Os vagões laranjas contrastam com a luz esbranquiçada do teto abobadado, símbolo do pulso metropolitano. As figuras humanas, mal esboçadas, refletem a fugacidade da vida urbana: transeuntes anônimos que se cruzam sob uma arquitetura monumental.
A pincelada solta e vibrante, junto com a matéria plástica espessa, confere ao conjunto um caráter espontâneo e emotivo, onde a cor se torna protagonista expressivo mais do que mero elemento descritivo.

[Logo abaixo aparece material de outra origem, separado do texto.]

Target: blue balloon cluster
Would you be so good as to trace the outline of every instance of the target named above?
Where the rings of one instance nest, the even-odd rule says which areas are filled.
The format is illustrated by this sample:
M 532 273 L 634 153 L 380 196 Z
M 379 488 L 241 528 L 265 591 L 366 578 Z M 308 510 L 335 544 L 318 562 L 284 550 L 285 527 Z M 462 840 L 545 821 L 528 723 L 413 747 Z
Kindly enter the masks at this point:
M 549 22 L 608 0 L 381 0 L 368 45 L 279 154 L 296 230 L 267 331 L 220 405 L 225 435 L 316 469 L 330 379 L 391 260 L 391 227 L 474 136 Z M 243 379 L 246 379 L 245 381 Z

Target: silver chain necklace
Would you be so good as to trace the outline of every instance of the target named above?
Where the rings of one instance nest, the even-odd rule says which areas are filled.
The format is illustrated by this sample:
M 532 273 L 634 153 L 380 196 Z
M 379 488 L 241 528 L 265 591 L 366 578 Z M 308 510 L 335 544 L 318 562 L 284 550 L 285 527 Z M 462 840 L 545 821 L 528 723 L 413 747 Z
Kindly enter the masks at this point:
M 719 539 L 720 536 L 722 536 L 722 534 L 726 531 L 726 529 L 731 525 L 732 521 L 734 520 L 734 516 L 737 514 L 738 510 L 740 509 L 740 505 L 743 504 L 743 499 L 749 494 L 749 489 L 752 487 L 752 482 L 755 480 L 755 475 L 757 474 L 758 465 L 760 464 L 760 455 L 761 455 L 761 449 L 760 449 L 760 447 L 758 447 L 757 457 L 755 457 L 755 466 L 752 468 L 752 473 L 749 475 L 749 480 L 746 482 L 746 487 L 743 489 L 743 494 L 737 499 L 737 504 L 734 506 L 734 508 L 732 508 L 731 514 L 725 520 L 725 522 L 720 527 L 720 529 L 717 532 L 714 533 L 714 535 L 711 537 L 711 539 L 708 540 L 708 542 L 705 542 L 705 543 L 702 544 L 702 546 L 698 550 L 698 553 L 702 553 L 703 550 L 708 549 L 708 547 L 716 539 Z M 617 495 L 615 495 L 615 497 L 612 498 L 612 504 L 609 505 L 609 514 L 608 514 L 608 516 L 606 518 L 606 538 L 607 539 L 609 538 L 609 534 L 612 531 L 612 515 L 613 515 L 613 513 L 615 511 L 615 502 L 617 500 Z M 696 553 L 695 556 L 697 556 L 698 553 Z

3. ESTILO E VALORAÇÃO COMPARATIVA
David Izquierdo inscreve-se na linha do expressionismo figurativo moderno, com afinidades estéticas com Raoul Dufy e Maurice Utrillo pelo seu tratamento lírico do ambiente urbano, e ecos de Nicolau Raurich ou Xavier Valls em sua sensibilidade catalã contemporânea.
Sua visão da ferrovia, mais poética que realista, transforma a estação em uma metáfora do trânsito e do tempo, onde arquitetura e humanidade se fundem sob uma atmosfera elétrica.
A obra destaca pelo equilíbrio entre emoção, ritmo e cor, consolidando Izquierdo como um dos expoentes mais sinceros do urbanismo pictórico barcelonês do final do século XX.